O Palestinian Youth Movement é uma organização internacional que reúne jovens palestinos que lutam pela libertação de seu país. Em cada uma das atividades e reuniões, Osman demonstra um interesse especial pelas relações internacionais de Cuba com outros povos do mundo.

"Apenas um pequeno exemplo dessas formas de apoio mútuo é que em Cuba há uma universidade para os palestinos poderem estudar e se tornarem médicos. Eles podem vir e estudar de graça. Essas formas de solidariedade internacional são a base sobre a qual podemos unificar nossas lutas e construir um futuro digno para todos os povos do mundo", diz Osman.

Desde sua fundação, a Escola Latino-Americana de Medicina (ELAM) já formou mais de 30.600 médicos de diferentes partes do mundo. Ela foi fundada em 1999, depois que o Caribe foi atingido pelos furacões George e Mitch, que causaram mais de 10.000 mortes. Naquela época, Cuba não só enviou médicos para os países afetados, mas também construiu essa universidade para treinar médicos desses países. Em poucos anos, o projeto se expandiu e começou a incorporar estudantes de todo o mundo.

"Muitos dos médicos que trabalham em Gaza ajudando nosso povo foram treinados nesta escola", explicaram estudantes palestinos à delegação dos EUA em sua visita à instituição.

"Uma das coisas que mais me tocou na relação entre Cuba e Palestina é algo que os cubanos repetem sem parar: solidariedade não é dar o que sobra, mas compartilhar o pouco que se tem", diz Osman.

Sanções

Nenhum outro país foi submetido a um bloqueio por tanto tempo quanto Cuba. Sanções que foram amplamente exacerbadas durante a pandemia, durante o governo de Donald Trump, e que continuam até hoje. Apesar do atual presidente dos EUA, Joe Biden, prometer reverter as "políticas fracassadas de Trump que infligiram danos aos cubanos" durante a campanha, não houve uma mudança de curso.

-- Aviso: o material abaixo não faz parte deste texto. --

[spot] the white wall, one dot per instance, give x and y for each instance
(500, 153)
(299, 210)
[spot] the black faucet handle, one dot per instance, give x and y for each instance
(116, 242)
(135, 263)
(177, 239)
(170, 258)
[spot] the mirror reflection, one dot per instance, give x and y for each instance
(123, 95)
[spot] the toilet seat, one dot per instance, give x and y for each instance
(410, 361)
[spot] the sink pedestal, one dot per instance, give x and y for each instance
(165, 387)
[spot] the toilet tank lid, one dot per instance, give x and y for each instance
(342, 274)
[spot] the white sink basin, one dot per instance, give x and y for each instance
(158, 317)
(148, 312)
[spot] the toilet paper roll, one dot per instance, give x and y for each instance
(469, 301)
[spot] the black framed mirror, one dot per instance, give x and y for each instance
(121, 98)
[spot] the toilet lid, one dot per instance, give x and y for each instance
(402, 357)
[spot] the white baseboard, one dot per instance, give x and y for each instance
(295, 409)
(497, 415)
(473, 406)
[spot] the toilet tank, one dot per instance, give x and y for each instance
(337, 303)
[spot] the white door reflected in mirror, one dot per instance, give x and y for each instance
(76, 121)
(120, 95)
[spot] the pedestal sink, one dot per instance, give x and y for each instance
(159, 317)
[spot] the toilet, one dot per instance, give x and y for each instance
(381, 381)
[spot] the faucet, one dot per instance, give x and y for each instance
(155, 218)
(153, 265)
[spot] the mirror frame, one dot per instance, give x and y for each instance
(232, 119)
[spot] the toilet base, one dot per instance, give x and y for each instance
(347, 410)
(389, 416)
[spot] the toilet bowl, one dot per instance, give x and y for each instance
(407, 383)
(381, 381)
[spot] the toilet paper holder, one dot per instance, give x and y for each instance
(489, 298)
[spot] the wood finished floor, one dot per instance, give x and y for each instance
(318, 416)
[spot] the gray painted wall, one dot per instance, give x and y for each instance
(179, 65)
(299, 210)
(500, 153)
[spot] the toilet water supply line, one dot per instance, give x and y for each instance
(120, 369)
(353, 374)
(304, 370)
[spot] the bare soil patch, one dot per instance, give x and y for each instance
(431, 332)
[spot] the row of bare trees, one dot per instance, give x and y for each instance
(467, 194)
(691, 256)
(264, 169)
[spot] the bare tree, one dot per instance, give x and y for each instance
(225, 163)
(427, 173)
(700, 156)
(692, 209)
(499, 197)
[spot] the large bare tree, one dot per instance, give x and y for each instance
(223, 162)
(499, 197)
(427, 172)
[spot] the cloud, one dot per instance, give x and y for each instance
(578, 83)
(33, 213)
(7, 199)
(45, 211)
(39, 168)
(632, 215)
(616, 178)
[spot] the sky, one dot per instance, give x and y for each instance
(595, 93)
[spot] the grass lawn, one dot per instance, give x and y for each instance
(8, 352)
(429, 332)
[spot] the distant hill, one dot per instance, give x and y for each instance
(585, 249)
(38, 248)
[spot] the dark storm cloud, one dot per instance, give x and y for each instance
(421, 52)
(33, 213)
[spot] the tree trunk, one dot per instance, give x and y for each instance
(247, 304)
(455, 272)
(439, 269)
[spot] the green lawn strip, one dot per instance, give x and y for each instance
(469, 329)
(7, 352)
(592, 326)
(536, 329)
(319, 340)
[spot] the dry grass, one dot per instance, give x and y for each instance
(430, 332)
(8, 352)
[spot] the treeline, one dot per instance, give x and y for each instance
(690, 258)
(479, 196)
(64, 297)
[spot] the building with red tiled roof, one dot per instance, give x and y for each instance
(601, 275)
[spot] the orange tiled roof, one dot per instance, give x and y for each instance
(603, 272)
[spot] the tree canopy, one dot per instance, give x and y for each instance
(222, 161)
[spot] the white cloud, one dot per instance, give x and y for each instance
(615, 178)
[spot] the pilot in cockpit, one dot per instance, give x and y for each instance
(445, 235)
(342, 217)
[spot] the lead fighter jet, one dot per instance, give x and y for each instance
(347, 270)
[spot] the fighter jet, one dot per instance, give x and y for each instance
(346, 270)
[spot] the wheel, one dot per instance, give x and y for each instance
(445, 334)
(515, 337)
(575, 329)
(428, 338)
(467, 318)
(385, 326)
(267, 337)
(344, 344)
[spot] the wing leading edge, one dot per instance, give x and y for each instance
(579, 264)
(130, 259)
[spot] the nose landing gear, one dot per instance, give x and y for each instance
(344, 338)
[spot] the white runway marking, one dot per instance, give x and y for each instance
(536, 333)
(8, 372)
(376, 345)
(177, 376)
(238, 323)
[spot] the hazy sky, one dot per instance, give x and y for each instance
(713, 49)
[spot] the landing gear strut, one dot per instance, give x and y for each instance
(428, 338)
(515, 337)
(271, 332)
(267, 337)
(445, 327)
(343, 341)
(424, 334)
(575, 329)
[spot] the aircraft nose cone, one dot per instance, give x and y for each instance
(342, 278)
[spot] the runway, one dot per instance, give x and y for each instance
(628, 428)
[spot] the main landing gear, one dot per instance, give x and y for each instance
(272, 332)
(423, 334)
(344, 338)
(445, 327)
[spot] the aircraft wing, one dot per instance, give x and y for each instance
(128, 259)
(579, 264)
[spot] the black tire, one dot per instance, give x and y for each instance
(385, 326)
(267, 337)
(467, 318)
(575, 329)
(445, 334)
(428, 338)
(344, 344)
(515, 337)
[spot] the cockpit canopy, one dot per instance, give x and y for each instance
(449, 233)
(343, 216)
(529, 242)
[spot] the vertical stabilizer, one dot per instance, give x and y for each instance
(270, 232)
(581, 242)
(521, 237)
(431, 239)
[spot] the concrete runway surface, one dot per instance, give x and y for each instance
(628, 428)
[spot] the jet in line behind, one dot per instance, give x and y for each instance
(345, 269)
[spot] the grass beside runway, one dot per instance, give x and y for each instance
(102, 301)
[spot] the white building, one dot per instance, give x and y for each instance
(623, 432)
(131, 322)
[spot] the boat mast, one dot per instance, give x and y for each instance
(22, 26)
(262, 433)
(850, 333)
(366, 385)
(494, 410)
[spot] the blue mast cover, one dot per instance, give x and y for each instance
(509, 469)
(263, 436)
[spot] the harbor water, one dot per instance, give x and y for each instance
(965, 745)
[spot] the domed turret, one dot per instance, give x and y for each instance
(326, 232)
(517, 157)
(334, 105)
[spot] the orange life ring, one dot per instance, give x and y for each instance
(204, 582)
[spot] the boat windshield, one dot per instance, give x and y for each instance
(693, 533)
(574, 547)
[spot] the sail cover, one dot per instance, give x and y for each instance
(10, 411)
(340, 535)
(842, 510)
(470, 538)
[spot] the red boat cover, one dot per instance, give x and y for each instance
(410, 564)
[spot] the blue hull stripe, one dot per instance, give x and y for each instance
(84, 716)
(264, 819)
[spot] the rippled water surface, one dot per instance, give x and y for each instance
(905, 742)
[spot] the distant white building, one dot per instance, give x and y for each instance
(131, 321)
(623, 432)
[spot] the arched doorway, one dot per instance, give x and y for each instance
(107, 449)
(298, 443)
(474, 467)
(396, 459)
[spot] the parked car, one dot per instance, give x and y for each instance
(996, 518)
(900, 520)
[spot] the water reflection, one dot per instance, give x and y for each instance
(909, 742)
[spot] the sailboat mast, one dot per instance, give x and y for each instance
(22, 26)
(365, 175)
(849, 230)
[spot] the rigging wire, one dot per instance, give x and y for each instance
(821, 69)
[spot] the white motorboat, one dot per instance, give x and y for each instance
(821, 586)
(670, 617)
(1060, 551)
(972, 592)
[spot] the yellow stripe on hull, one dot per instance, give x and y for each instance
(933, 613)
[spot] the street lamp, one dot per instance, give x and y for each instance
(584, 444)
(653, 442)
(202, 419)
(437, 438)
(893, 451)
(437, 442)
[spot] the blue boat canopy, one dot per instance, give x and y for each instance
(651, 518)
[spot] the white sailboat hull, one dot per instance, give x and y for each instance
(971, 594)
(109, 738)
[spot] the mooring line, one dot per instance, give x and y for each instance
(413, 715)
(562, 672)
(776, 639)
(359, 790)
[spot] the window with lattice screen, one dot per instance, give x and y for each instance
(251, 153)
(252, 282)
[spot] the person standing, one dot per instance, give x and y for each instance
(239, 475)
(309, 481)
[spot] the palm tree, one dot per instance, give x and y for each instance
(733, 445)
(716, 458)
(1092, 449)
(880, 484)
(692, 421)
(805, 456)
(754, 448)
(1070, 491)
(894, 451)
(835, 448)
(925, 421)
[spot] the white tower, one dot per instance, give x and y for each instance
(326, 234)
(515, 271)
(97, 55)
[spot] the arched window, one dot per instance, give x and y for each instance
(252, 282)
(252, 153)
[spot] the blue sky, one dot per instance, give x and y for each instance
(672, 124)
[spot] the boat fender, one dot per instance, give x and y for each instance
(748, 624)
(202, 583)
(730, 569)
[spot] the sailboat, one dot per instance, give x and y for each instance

"Cuba é uma sobrevivente. E essa é a chave para entender por que devemos apoiar as lutas do povo cubano. Neste momento, eles estão lutando por suas vidas por causa do bloqueio. E o que temos de levar aos trabalhadores dos EUA é que o bloqueio está tentando sufocar os cubanos. E é o governo dos EUA o responsável por isso", diz Karla Reyes, integrante da coordenação nacional do Party for Socialism and Liberation, para o Brasil de Fato.

Reyes acredita que é importante ampliar o compromisso com essa causa dentro dos EUA. Por isso, seu partido decidiu fazer parte dessa delegação.

"Nós, como jovens que querem aumentar a conscientização nos EUA, precisamos ser capazes de enfrentar o governo e dizer: 'vocês estão assassinando nossa família em Cuba'".